Rumble : The Indians Who Rocked The World | Et si les racines du rock étaient amérindiennes ?

Si l’apport afro-américain dans la recette du rock’n’roll d’Elvis ne fait plus aucun doute, un ingrédient demeurait à ce jour toujours sous-estimé dans l’histoire de la musique américaine. Le documentaire « Rumble : The Indians Who Rocked The World », de Catherine Bainbridge, démontre avec panache à quel point les traditions amérindiennes furent un élément clé, trop longtemps gommé du grand livre de l’histoire du rock et de la musique populaire des États-Unis. Le film prend l’affiche du Cinéma du Parc aujourd’hui, 8 septembre.

Comme son titre l’indique, le documentaire débute par l’exploration des racines Shawnee de Link Wray, considéré comme l’une des toutes premières rock star, qui a secoué le monde entier avec son succès Rumble à la fin des années 1950. Qui n’a jamais entendu cette valse instrumentale électrisante et tonitruante, bannie de plusieurs radios américaines parce qu’on y voyait un « hymne à la délinquance juvénile », ce qui est tout de même impressionnant pour une pièce sans paroles.

Par le biais de témoignages de divers artistes majeurs (d’Iggy Pop à Taj Mahal, en passant par Slash ou encore Tony Bennett), Rumble : The Indians Who Rocked The World retrace ni plus ni moins l’histoire du rock, du blues et de la musique américaine en général, en y incluant des personnages clé dont les racines indiennes ont longtemps été camouflées. Comme Mildred Bailey, qui fait partie des premières figures marquantes du jazz vocal, et qui devait taire ses origines autochtones.

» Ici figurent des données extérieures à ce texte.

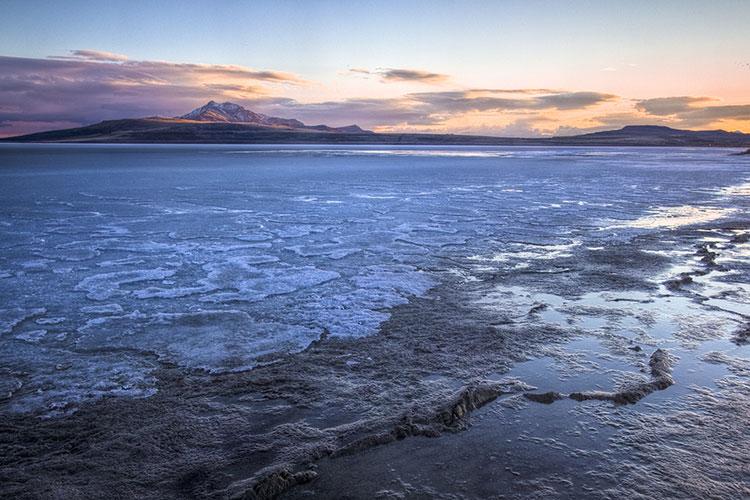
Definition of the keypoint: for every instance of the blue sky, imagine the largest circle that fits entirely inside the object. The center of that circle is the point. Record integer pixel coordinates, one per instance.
(635, 50)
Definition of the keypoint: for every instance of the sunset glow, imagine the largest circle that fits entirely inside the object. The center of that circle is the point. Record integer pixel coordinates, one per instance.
(499, 68)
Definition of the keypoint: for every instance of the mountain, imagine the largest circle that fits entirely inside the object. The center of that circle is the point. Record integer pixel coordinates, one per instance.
(229, 123)
(229, 112)
(654, 135)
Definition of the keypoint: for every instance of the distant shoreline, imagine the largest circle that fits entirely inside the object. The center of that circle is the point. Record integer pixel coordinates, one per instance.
(157, 131)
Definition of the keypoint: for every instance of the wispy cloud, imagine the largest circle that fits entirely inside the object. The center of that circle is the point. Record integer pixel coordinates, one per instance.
(664, 106)
(93, 55)
(403, 75)
(90, 86)
(692, 111)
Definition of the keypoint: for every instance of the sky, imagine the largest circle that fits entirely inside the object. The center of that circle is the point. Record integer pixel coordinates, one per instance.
(505, 68)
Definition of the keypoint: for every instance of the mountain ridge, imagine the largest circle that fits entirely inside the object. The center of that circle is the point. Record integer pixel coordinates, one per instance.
(229, 112)
(229, 123)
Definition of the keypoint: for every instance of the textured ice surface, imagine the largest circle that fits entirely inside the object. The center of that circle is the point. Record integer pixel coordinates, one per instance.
(217, 257)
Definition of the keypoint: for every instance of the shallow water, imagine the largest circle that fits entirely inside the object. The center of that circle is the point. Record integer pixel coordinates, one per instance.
(220, 257)
(187, 321)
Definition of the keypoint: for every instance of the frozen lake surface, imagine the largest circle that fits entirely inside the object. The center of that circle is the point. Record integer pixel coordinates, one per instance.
(113, 258)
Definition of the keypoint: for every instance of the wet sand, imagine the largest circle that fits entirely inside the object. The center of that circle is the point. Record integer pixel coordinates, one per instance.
(451, 400)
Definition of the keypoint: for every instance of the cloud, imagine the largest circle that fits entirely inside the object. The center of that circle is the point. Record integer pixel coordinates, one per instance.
(413, 75)
(687, 111)
(712, 114)
(483, 100)
(421, 110)
(403, 75)
(94, 55)
(90, 86)
(664, 106)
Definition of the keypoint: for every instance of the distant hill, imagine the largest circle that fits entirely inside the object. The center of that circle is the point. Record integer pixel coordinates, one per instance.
(653, 135)
(229, 123)
(229, 112)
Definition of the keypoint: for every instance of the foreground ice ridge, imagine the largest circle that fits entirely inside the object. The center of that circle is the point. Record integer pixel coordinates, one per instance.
(451, 415)
(661, 378)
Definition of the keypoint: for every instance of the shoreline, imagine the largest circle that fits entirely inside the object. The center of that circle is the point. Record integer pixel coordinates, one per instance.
(285, 427)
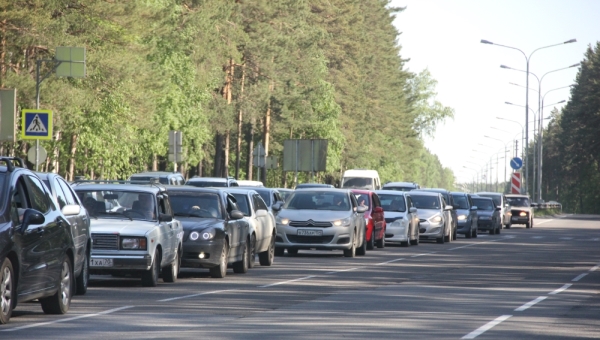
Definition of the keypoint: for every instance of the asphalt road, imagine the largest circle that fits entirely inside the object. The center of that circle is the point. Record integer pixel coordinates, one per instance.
(540, 283)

Qualifié de « pré-blues » (et du « père du Delta blues »), Charley Patton usait d’harmonies vocales imbibées de ses origines choctaw, et battait la mesure sur sa guitare puisque les tambours étaient interdits dans les réserves.

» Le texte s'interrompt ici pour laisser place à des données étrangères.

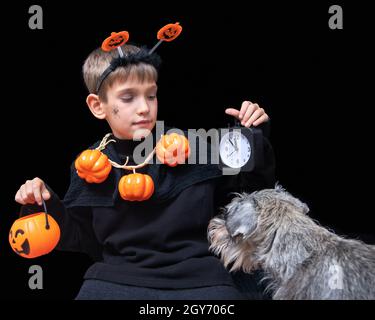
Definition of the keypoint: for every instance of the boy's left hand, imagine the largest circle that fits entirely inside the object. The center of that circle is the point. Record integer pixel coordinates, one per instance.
(250, 114)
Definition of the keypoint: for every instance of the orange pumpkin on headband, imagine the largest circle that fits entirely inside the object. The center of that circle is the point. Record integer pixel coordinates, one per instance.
(169, 32)
(173, 149)
(32, 236)
(116, 39)
(93, 166)
(136, 187)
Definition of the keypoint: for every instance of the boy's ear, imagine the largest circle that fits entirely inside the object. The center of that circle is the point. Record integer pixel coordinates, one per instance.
(96, 106)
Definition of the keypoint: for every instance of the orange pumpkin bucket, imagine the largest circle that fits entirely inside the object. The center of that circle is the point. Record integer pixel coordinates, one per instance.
(34, 235)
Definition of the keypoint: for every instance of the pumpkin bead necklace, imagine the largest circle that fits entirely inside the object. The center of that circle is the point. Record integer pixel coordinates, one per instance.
(94, 166)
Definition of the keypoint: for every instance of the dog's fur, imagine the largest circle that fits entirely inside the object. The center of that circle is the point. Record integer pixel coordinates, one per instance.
(270, 229)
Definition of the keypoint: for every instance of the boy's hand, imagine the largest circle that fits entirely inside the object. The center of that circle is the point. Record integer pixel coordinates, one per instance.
(250, 114)
(32, 191)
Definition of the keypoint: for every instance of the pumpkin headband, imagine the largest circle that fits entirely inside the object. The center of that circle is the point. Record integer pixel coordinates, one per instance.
(168, 33)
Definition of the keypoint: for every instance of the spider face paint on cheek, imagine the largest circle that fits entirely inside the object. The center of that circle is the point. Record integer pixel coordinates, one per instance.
(115, 111)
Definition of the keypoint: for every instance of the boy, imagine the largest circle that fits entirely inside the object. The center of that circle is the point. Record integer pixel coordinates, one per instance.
(154, 249)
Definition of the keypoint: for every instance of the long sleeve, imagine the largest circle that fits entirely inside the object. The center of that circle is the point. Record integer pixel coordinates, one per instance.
(77, 234)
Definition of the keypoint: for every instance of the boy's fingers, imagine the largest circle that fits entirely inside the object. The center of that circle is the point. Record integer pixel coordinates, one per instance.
(45, 193)
(263, 118)
(37, 192)
(23, 194)
(232, 112)
(18, 198)
(244, 106)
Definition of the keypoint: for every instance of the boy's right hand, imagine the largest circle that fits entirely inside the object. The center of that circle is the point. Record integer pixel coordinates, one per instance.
(32, 191)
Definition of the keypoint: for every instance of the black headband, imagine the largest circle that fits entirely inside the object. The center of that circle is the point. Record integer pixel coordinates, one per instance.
(142, 56)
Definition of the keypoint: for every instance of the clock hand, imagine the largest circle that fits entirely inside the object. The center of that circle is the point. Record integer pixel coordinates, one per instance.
(231, 142)
(232, 153)
(236, 146)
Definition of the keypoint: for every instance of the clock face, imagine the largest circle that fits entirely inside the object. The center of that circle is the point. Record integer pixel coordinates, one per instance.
(235, 149)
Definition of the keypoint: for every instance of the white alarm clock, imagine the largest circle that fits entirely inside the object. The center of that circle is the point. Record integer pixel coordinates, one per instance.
(237, 148)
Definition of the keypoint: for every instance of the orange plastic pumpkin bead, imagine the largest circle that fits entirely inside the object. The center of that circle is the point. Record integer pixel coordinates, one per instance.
(93, 166)
(173, 149)
(136, 187)
(31, 237)
(116, 39)
(169, 32)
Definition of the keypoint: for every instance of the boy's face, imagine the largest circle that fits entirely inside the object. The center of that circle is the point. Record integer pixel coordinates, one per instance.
(131, 108)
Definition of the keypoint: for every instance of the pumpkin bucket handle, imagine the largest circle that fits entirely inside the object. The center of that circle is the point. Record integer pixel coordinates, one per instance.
(47, 226)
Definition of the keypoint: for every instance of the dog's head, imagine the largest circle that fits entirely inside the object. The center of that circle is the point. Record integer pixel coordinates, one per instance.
(260, 210)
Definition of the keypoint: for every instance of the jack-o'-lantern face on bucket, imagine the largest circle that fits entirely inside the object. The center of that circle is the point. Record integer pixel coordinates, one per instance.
(19, 242)
(31, 236)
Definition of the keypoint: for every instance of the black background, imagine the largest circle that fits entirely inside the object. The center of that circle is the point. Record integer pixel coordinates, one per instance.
(315, 83)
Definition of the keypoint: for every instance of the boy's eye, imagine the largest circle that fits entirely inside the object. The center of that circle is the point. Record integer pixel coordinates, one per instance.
(127, 99)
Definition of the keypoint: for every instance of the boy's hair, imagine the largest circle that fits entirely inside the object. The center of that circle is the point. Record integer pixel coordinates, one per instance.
(99, 60)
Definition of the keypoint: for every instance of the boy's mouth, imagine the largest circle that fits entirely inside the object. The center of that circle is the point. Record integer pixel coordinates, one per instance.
(142, 122)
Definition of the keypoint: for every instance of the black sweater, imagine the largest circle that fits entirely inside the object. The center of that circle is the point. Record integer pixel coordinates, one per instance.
(160, 242)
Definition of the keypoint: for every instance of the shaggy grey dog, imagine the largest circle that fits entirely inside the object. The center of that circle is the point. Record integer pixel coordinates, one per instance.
(269, 229)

Voilà le genre de détail qui nous permet, grâce à Rumble, d’interroger l’histoire et d’écouter la musique des pionniers sous un nouvel angle. Comme le souligne l’un des intervenants du film, le concept même qu’un Indien serait le père du blues vient en quelque sorte « contrecarrer l’idée qu’on se fait du Rêve américain. » Fascinante observation.

Peut-on parler ici d’appropriation culturelle ?  Au fond, oui, bien sur. Mais le film de Bainbridge ne le traite pas ainsi. Contrairement à son film de 2009, Reel Injun, qui était un documentaire critiquant les stéréotypes amérindiens dans les films hollywoodiens, Catherine Bainbridge prend plutôt ici une approche de célébration des talents méconnus amérindiens. Elle (et surtout ses intervenants) glorifient leur apport plutôt que de pointer du doigt les méchants Blancs qui se l’ont approprié.

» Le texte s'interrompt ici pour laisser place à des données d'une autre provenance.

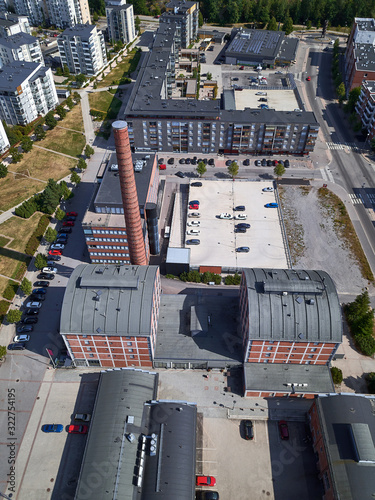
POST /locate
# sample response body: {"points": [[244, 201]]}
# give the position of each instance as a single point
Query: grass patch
{"points": [[335, 209], [20, 230], [64, 141], [123, 69], [73, 119]]}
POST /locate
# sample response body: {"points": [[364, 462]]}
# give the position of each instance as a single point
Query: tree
{"points": [[14, 315], [288, 25], [16, 155], [26, 286], [50, 120], [89, 151], [61, 111], [3, 170], [40, 261], [75, 178], [26, 144], [279, 170], [50, 235], [40, 133], [233, 169], [201, 168]]}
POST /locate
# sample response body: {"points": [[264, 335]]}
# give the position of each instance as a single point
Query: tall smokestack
{"points": [[129, 195]]}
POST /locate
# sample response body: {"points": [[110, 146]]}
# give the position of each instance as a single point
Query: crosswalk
{"points": [[352, 146]]}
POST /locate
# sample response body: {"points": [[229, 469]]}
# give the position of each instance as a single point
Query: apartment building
{"points": [[27, 91], [82, 49], [110, 315], [365, 108], [20, 47], [120, 21], [10, 24], [157, 122], [360, 53]]}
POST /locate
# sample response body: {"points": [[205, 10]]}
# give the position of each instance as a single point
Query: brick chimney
{"points": [[129, 195]]}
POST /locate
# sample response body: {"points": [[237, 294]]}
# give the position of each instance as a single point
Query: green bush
{"points": [[336, 375]]}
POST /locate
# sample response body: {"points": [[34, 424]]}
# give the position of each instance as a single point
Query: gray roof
{"points": [[276, 377], [348, 424], [121, 393], [109, 300], [297, 305]]}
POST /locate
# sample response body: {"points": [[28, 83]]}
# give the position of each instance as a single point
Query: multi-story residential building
{"points": [[10, 24], [120, 21], [156, 122], [185, 16], [360, 53], [365, 108], [4, 141], [104, 224], [82, 49], [110, 315], [20, 47], [343, 435], [27, 91]]}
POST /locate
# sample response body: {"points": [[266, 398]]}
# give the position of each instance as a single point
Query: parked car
{"points": [[205, 481], [77, 429], [18, 346], [283, 429], [21, 338], [52, 428], [248, 429], [271, 205]]}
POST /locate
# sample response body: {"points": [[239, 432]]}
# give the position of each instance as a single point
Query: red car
{"points": [[283, 429], [78, 429], [206, 481]]}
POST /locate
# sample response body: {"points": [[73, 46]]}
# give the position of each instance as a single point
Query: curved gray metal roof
{"points": [[109, 300], [298, 305]]}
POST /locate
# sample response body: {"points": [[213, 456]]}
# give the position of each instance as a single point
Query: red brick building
{"points": [[110, 315], [343, 432], [360, 53]]}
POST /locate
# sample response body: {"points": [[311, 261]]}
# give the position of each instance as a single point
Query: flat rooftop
{"points": [[218, 241]]}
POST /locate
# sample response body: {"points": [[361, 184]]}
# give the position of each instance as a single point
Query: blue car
{"points": [[52, 428], [271, 205]]}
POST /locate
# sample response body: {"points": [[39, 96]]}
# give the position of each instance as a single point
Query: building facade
{"points": [[360, 53], [27, 90], [82, 49], [110, 315], [20, 47], [120, 21]]}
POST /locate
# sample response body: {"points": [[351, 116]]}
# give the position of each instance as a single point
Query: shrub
{"points": [[336, 375]]}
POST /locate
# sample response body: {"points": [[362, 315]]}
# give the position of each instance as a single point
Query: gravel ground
{"points": [[313, 241]]}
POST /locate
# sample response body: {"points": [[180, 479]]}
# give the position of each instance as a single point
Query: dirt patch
{"points": [[314, 240]]}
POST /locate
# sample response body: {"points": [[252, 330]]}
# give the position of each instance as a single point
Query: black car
{"points": [[32, 311], [249, 429], [42, 284], [29, 320], [18, 346], [46, 276]]}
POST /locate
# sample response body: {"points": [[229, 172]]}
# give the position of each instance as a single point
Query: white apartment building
{"points": [[82, 49], [10, 24], [4, 141], [27, 91], [20, 47], [120, 20]]}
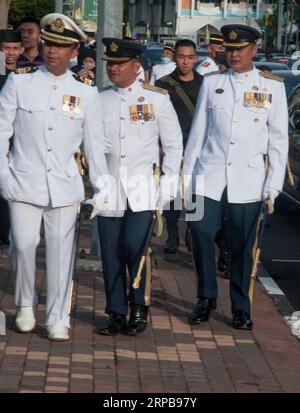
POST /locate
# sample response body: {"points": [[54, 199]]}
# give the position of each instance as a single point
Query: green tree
{"points": [[29, 8]]}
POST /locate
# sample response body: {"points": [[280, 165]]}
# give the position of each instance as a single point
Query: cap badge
{"points": [[114, 47], [232, 35], [57, 26]]}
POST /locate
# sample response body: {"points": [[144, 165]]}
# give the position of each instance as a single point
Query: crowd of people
{"points": [[215, 126]]}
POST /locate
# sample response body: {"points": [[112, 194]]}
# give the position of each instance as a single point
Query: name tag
{"points": [[71, 104]]}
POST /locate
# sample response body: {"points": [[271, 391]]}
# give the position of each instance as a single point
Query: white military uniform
{"points": [[238, 119], [49, 117], [161, 70], [135, 118], [208, 66]]}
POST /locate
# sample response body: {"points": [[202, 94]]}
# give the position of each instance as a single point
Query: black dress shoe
{"points": [[137, 320], [115, 325], [202, 310], [241, 320], [172, 243]]}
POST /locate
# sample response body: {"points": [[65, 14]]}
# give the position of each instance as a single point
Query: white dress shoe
{"points": [[58, 333], [25, 320]]}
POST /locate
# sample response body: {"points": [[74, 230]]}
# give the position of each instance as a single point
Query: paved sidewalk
{"points": [[171, 356]]}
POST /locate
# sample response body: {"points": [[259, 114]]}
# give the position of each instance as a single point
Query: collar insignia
{"points": [[232, 35]]}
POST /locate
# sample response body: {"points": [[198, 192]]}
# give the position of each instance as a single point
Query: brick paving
{"points": [[170, 357]]}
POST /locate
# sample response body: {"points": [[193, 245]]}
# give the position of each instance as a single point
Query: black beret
{"points": [[10, 36], [216, 39], [239, 35], [121, 50]]}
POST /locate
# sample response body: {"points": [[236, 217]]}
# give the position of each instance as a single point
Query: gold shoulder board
{"points": [[25, 70], [84, 80], [270, 76], [217, 72], [155, 89]]}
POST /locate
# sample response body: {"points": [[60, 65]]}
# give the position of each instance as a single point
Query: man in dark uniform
{"points": [[31, 40], [183, 86], [11, 46]]}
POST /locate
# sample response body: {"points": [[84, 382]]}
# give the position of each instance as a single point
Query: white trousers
{"points": [[59, 226]]}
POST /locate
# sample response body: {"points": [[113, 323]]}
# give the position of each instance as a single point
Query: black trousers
{"points": [[242, 221], [4, 221], [122, 241]]}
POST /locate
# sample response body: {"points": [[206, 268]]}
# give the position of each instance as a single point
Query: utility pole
{"points": [[280, 22], [109, 24], [58, 6]]}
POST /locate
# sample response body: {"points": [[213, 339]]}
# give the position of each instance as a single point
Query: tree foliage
{"points": [[29, 8]]}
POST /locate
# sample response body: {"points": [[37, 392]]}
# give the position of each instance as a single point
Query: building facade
{"points": [[197, 19], [194, 19]]}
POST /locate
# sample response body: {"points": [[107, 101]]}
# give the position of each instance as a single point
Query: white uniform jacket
{"points": [[161, 70], [49, 118], [135, 118], [239, 118], [208, 66]]}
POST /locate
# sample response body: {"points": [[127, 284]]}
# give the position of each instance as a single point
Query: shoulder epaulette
{"points": [[25, 70], [155, 89], [270, 76], [216, 72], [84, 80], [106, 88]]}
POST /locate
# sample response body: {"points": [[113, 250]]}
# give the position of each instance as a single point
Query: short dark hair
{"points": [[29, 20], [185, 43]]}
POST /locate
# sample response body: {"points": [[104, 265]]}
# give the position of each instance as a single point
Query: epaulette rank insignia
{"points": [[270, 76], [25, 70], [216, 72], [155, 88], [84, 80]]}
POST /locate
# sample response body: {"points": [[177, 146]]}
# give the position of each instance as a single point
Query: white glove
{"points": [[99, 204], [7, 189], [164, 201], [270, 193]]}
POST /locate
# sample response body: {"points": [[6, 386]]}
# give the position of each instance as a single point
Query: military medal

D’autant plus que le film démontre l’apport des musiciens amérindiens dans diverses sphères, du rock mordant (Link Wray) au jazz vocal (Mildred Bailey), en passant par l’apport folk de Buffy Sainte-Marie, l’album maudit de Johnny Cash (Bitter Tears: Ballads of the American Indian, que Cash insistait pour sortir en 1964, alors que le label ne voulait pas), le batteur primal d’Ozzy Osbourne, Randy Castillo, et le guitar hero Jesse Ed Davis. On sort quand même beaucoup des idées préconçues de la musique amérindienne, sans pour autant éviter de parler des Ghost Dance, du Mardi gras authentique dans les faubourgs de La Nouvelle-Orléans.

En sortant du visionnement, on se surprend à vouloir découvrir certains de ces talents, ou à réécouter les disques de Jimi Hendrix en gardant en tête tout l’héritage de son métissage, qui en faisait un être si singulier.

Rumble : The Indians Who Rocked The World en vaut le coup, ne serait-ce que pour corriger le révisionnisme historique désolant qui subsiste toujours autour de la sacro-sainte musique populaire américaine et ses figures de proue.